Padahal, bila kita mau menengok lebih dalam, petani menyimpan sebuah nilai penting yang dapat memperkuat demokrasi Indonesia: GOTONG ROYONG.
Gotong Royong: Demokrasi yang Membumi
Bagi masyarakat desa, gotong royong adalah bagian dari kehidupan sehari-hari. Saat ada yang membangun rumah, tetangga berdatangan membantu. Saat musim panen tiba, warga saling berbagi tenaga. Bahkan, ada tradisi “sambatan” di Jawa atau “mapalus” di Minahasa—semuanya menekankan kebersamaan dalam kerja.

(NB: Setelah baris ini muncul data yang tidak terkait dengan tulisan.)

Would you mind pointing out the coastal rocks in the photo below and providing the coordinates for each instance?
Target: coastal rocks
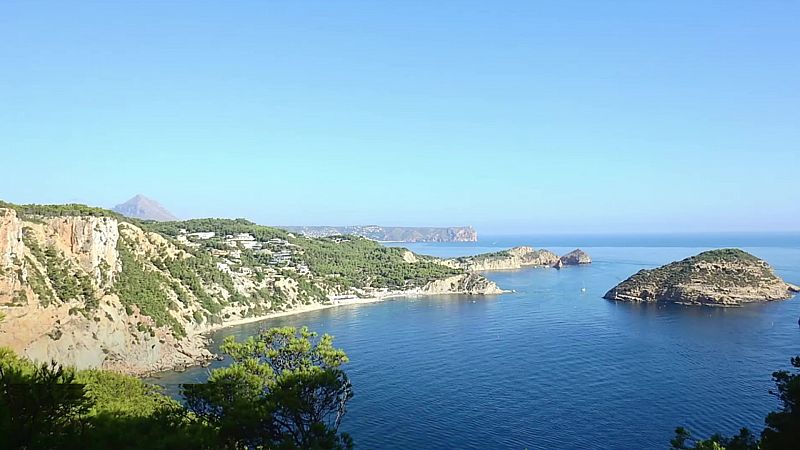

Gotong royong bukan hanya praktik sosial, melainkan juga pandangan hidup. Ia mengajarkan bahwa kebahagiaan tidak bisa diraih seorang diri bahwa dalam hidup bermasyarakat tidak bisa dilakukan sendiri. Dalam kehidupan dimasyarakat khususnya petani sering kali segala sesuatu dilakukan dengan cara bekerjasama atau gotong royong. Bahkan tidak hanya terbatas dalam hal atau persoalan pertanian, gotong royong bisa diaplikasikan dalam banyak hal, bahkan di kehidupan masyarakat desa yang sebagian besar adalah petani gotong royong selalu jadi pilihan utama. Dalam konteks politik, semangat ini sejalan dengan nilai demokrasi: semua orang punya hak bicara, semua orang berpartisipasi, semua orang ikut menentukan arah bersama.

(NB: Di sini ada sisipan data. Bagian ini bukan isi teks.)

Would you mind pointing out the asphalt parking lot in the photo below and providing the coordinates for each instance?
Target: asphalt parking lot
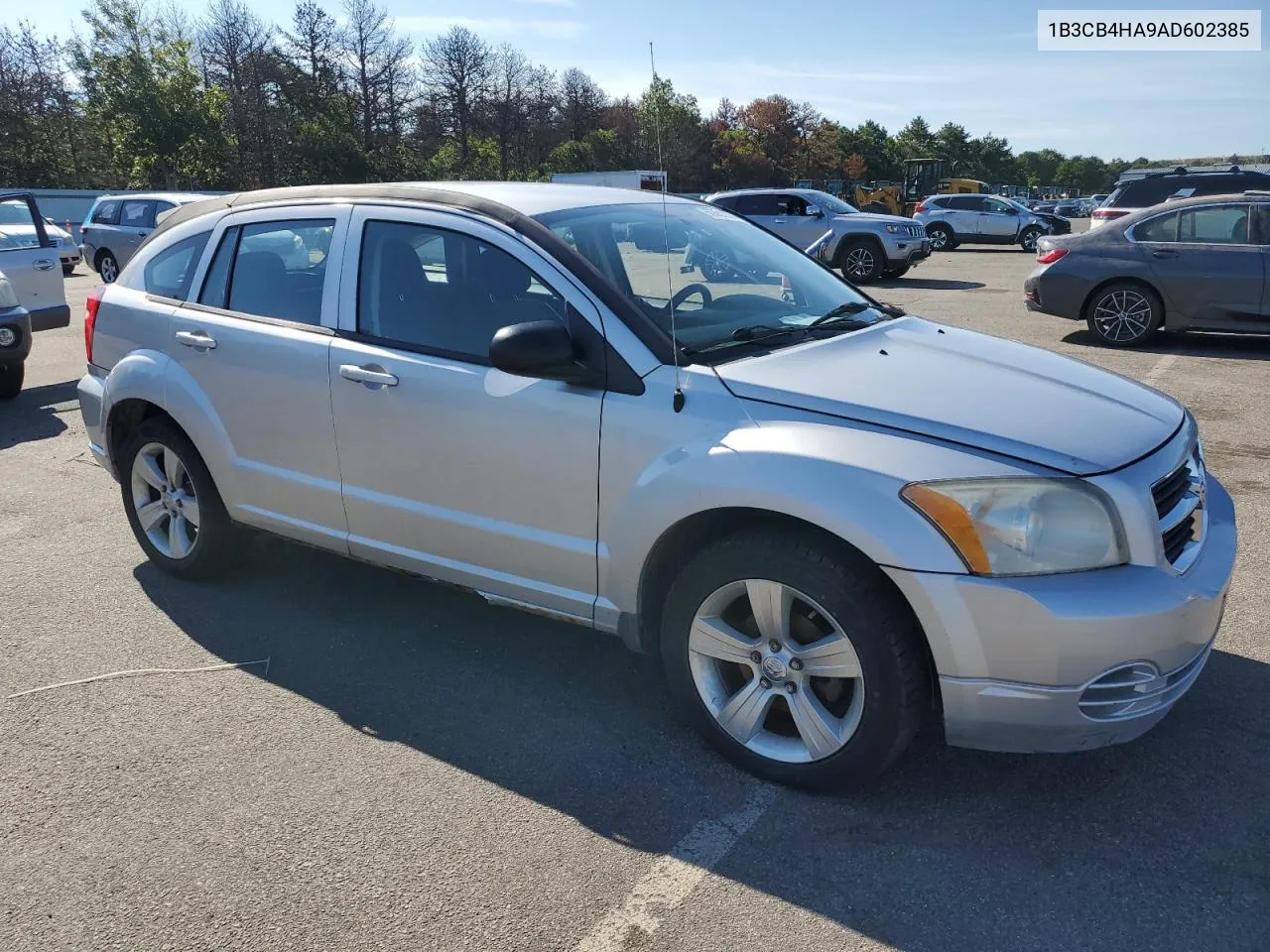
(414, 770)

Sayangnya, demokrasi yang berkembang di Indonesia lebih banyak berhenti pada level prosedural: coblos lima menit, lalu selesai. Di luar itu, rakyat—termasuk petani—sering tak punya ruang untuk benar-benar memengaruhi kebijakan. Inilah yang membuat demokrasi kita sering terasa “kering”, tanpa ruh, bahkan cenderung transaksional.
Petani dalam Bayang-Bayang Politik Uang
Salah satu penyakit terbesar demokrasi kita adalah politik uang. Dan, petani sering kali menjadi sasaran empuk. Dengan alasan “ekonomi sulit”, suara petani bisa ditukar dengan selembar uang, sembako, atau pupuk. Dalam jangka pendek, ini mungkin tampak menguntungkan, tetapi dalam jangka panjang justru merugikan, karena melanggengkan praktik politik yang jauh dari kepentingan rakyat kecil.
Di titik inilah gotong royong menjadi penting. Nilai gotong royong yang hidup dalam komunitas petani dapat menjadi penawar bagi individualisme dan pragmatisme yang kini menggerogoti demokrasi. Jika politik uang membuat suara rakyat tercerai-berai demi keuntungan pribadi, gotong royong mengingatkan kita bahwa kepentingan bersama harus lebih diutamakan. Gotong royong juga bagian dari pengimplementasian Pancasila. Tentu saja gotong royong dan demokrasi harus punya output yang besar, kalau dalam sila pancasila tentu saja tujuan akhirnya untuk keadilan social bagi seluruh rakyat Indonesia.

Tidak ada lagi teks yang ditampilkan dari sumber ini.